Le seul matériel connu de Passer predomesticus se compose de deux prémaxillaires faisant aujourd'hui partie des collections de l'Université hébraïque de Jérusalem. Ces os ont été décrits par le paléontologue israélien Eitan Tchernov (en) en 1962[1] et examinés par le zoologiste sud-africain Miles Markus deux ans plus tard[2]. L'auteur n'a pas clairement identifié de spécimen type et Robert M. Mengel, le rédacteur en chef de The Auk, a dit du journal de Tchernov qu'il contenait « de nombreuses lacunes et de[s] contradictions gênantes »[3]. En 1975, la paléontologue française Cécile Mourer-Chauviré a rapporté des moineaux fossiles d'une grotte de Saint-Estève-Janson, dans le sud de la France, mais qui n'ont pu, en l'absence de prémaxillaires, être identifiés comme P. predomesticus ou comme Moineau domestique (Passer domesticus)[4].

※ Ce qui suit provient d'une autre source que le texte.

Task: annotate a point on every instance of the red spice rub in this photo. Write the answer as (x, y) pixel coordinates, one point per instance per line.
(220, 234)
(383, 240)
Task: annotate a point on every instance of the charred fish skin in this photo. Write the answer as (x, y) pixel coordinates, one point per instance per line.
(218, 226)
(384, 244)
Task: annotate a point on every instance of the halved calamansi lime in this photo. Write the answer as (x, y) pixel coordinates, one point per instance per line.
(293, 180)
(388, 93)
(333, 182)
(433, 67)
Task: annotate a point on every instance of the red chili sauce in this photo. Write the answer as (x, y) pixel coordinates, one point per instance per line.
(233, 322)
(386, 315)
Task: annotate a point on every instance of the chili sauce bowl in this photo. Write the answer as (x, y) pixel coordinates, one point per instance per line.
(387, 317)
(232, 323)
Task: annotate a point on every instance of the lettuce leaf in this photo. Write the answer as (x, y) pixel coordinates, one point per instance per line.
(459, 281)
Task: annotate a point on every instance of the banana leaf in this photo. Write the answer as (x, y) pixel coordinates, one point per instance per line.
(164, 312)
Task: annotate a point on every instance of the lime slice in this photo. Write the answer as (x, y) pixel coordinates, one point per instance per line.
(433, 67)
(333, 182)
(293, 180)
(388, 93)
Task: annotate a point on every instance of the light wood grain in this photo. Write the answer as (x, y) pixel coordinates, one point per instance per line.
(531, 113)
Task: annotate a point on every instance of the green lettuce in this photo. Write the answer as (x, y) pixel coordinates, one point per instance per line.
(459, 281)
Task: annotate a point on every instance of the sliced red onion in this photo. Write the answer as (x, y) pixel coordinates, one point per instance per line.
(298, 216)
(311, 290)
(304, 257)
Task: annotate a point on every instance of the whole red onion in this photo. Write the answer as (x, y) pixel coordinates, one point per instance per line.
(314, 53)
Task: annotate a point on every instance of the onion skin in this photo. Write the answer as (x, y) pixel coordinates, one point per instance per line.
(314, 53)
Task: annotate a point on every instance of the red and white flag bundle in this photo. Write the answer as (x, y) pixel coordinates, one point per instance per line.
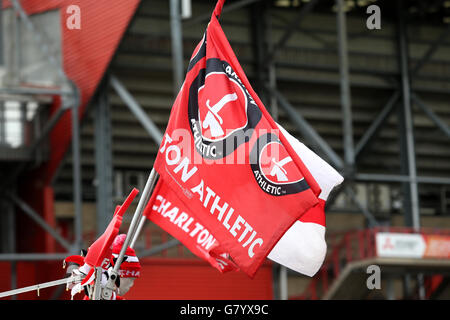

Sur un sol caillouteux recouvert d'une mince étendue d'eau, deux oiseaux sont posés ; le mâle au premier plan à gauche présente un plumage tacheté avec du marron, du noir et du blanc alors que la femelle au second plan à droite présente un plumage uni beige.
Couple de Moineaux espagnols (Passer hispaniolensis) dans le sud-est de la Turquie.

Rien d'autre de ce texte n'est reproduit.